Thandie Newton: I Was Abused By Director as a Teen
British actress Thandie Newton, now 40, has had a long and varied career from Mission: Impossible II and The Pursuit of Happyness to Crash, Beloved, W., and For Colored Girls.
But she talked to CNN International about a horrific casting couch experience she had when she was a teenager, looking for her big acting break. According to The Daily Mail, the actress — who is now a married mother of two — is speaking out as part of the One Billion Rising campaign to end violence against women.

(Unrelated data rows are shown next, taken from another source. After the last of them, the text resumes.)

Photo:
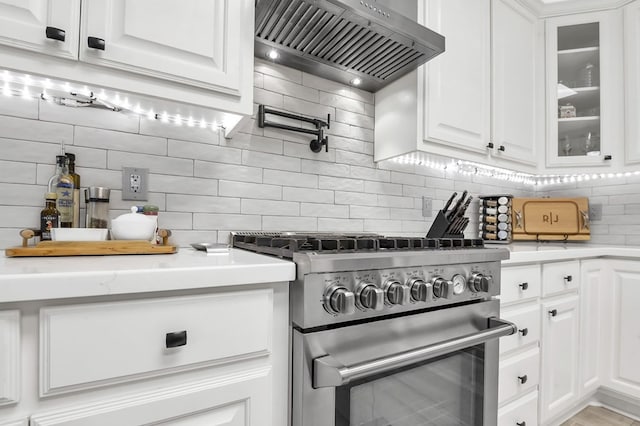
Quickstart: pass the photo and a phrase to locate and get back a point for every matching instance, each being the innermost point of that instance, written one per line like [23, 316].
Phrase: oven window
[444, 391]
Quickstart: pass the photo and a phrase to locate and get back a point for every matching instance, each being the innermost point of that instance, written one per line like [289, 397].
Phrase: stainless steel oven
[391, 332]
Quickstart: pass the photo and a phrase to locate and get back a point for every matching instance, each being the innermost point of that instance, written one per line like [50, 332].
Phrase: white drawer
[90, 345]
[519, 283]
[528, 321]
[523, 412]
[518, 374]
[559, 277]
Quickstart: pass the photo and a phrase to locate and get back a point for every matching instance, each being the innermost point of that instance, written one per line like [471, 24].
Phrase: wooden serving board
[89, 248]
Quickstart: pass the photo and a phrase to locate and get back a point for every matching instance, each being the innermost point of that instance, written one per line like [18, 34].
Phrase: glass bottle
[62, 184]
[49, 216]
[76, 189]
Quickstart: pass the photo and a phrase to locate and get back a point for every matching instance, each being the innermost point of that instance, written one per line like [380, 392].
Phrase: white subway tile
[89, 117]
[185, 133]
[17, 172]
[340, 225]
[341, 184]
[356, 198]
[15, 107]
[119, 141]
[182, 185]
[234, 172]
[307, 194]
[36, 131]
[324, 210]
[303, 180]
[289, 223]
[116, 160]
[366, 212]
[205, 152]
[249, 190]
[202, 204]
[273, 208]
[231, 222]
[270, 161]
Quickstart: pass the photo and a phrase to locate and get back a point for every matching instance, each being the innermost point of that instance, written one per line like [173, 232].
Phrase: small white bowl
[79, 234]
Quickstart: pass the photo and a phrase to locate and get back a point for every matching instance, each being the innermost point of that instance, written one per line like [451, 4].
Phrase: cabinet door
[584, 91]
[515, 82]
[457, 95]
[23, 24]
[200, 42]
[560, 340]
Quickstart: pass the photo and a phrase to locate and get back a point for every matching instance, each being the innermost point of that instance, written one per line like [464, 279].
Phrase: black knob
[55, 33]
[178, 338]
[95, 43]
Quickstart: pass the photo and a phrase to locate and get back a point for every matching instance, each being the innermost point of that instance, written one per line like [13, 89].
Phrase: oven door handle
[329, 372]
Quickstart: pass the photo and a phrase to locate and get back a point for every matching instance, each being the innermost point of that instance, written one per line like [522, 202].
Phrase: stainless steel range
[391, 331]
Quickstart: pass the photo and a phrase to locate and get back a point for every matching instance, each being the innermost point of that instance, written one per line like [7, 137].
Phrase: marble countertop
[40, 278]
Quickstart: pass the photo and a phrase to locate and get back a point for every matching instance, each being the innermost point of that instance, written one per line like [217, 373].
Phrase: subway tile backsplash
[262, 179]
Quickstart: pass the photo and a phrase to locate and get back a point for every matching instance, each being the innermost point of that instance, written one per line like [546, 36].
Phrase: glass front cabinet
[584, 90]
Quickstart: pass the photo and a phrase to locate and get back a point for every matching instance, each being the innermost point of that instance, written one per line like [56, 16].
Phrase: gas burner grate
[285, 244]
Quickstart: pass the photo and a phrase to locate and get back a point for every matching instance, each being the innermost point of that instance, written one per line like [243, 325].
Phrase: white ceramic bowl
[79, 234]
[133, 226]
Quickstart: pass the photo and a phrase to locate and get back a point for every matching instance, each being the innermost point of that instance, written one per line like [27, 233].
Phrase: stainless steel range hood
[342, 40]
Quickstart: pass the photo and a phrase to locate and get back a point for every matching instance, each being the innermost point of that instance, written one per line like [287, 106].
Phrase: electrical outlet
[427, 207]
[135, 183]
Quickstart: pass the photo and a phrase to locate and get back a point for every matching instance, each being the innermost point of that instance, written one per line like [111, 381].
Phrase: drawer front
[523, 411]
[519, 283]
[528, 321]
[560, 277]
[518, 374]
[90, 345]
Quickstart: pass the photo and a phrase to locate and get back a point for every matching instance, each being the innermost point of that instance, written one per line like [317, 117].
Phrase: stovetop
[284, 244]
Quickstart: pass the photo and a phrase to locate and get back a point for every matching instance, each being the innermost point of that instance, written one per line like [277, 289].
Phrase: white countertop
[40, 278]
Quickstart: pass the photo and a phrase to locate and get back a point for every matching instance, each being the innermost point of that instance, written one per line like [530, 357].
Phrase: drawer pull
[179, 338]
[55, 33]
[95, 43]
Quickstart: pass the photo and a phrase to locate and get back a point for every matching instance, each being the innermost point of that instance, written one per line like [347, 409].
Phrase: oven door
[431, 368]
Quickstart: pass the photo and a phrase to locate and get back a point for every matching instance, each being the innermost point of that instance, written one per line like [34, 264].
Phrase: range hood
[342, 40]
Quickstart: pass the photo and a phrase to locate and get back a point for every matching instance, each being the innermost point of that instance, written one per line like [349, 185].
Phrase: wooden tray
[89, 248]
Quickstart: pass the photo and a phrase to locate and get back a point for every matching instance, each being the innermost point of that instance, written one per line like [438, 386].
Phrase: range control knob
[442, 288]
[480, 282]
[339, 300]
[397, 294]
[369, 296]
[420, 290]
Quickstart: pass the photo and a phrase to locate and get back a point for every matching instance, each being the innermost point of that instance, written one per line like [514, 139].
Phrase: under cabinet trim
[10, 366]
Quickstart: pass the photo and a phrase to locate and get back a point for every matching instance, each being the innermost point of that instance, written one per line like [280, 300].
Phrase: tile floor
[599, 416]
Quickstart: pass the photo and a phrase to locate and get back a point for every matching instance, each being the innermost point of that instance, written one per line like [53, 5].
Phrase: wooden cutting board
[550, 219]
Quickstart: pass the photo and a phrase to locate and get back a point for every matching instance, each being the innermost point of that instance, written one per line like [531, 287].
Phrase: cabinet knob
[95, 43]
[175, 339]
[55, 33]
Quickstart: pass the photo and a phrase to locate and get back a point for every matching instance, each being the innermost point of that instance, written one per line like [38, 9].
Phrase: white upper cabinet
[45, 26]
[584, 90]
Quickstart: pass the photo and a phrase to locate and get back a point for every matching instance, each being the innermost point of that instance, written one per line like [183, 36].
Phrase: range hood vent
[344, 39]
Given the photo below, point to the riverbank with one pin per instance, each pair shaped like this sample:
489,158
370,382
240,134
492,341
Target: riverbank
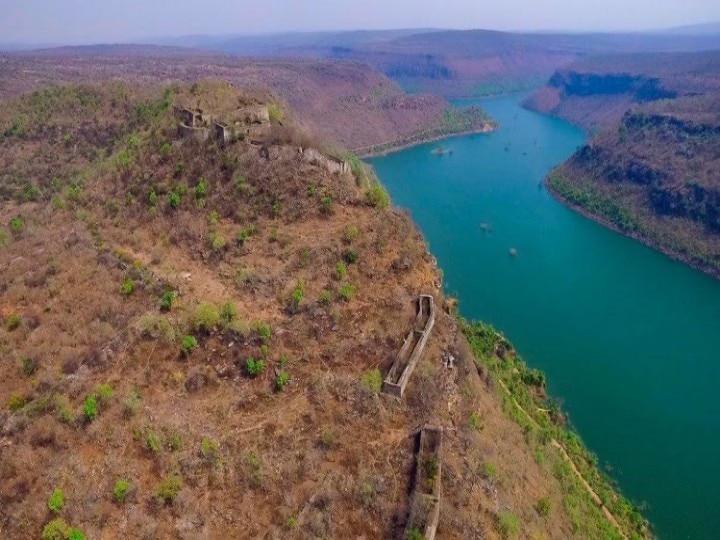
405,143
637,235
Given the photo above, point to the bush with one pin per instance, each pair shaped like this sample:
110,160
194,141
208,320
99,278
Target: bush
103,393
28,365
57,529
168,489
56,501
131,404
121,491
340,270
347,291
128,287
13,322
377,196
166,300
17,224
326,205
509,525
282,379
297,295
350,256
543,506
174,200
351,234
90,408
209,449
372,380
206,317
228,313
263,331
152,441
254,367
188,344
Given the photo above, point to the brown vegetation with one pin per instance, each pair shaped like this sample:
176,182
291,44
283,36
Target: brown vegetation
182,356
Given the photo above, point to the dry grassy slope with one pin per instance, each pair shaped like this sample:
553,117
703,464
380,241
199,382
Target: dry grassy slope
325,457
345,103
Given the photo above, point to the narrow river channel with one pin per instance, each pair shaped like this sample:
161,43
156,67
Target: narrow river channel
629,340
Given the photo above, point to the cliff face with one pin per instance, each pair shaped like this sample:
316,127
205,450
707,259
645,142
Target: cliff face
194,335
346,104
660,165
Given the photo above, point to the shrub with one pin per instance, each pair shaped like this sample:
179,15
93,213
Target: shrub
16,402
128,287
17,224
489,470
131,404
90,408
168,489
326,205
217,242
347,291
174,200
372,380
254,367
152,441
56,501
13,322
165,149
263,331
57,529
209,449
188,344
228,313
340,270
325,297
282,379
103,393
543,506
166,300
28,365
377,196
206,317
350,256
509,525
201,189
297,295
275,113
351,234
121,491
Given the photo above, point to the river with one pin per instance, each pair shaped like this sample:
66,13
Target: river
629,339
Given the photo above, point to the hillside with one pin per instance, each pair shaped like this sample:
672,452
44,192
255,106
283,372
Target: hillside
650,169
595,93
196,321
344,104
466,63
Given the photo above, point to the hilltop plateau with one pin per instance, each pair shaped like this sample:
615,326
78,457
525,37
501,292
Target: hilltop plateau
199,305
650,169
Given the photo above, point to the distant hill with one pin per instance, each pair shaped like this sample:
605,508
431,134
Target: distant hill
650,170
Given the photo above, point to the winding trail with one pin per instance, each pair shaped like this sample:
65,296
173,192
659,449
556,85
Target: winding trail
595,497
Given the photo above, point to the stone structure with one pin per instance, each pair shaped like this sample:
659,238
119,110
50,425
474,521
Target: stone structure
332,164
412,348
425,499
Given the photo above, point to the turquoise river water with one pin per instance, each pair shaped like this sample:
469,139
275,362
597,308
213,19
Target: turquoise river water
629,340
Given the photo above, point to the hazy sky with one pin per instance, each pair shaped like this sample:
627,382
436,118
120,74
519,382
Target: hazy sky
82,21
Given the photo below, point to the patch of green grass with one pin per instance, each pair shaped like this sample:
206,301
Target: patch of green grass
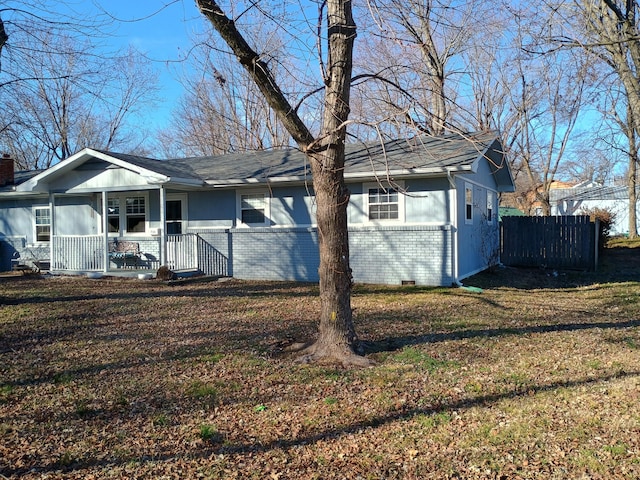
212,357
5,391
82,407
62,378
433,420
209,433
418,358
66,459
161,420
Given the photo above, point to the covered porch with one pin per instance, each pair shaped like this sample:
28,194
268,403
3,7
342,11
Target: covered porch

"When I was a 16 year old fresh from boarding school going out in, you know, the casting couch, I was definitely objectified to an extreme,” Thandie said. “The way I was made to feel. The way I was exploited and the kind of role and the kinds of things I was expected to do in auditions." The journalist asked, "So you were abused as a 16-year-old?" She replied, "Yes." She described a scene that happened later, when she was 18, at a screen test.
"There were two other people in the room — the director and the casting director, who was a woman,” Thandie continued. “The director asked me to sit with my legs apart – the camera was positioned where it could see up my skirt — to put my leg over the arm of the chair. Before I started my dialogue, [I was told to] think about the character I was supposed to be having the dialogue with and how it felt to be made love to by this person. I was thinking 'this is so strange, why would I need to do that?' But this is the director, there is the casting director, [it] must be normal."
She figured it was in a protected environment and there were boundaries. But three years later, she discovered the video was being shown by the director to others in the industry. "It turned out the director... used to show that video late at night to interested parties at his house — a video of me touching myself with a camera up my skirt." Repulsive. That poor girl.
However, Thandie didn't name the director or say if he was still working in the industry. Hopefully she did report him to someone, since that's the point of stopping this kind of abuse. It's never the victim's fault, but abuse can only stop when the perpetrators are brought to light. Why protect him or the people he was showing this video to?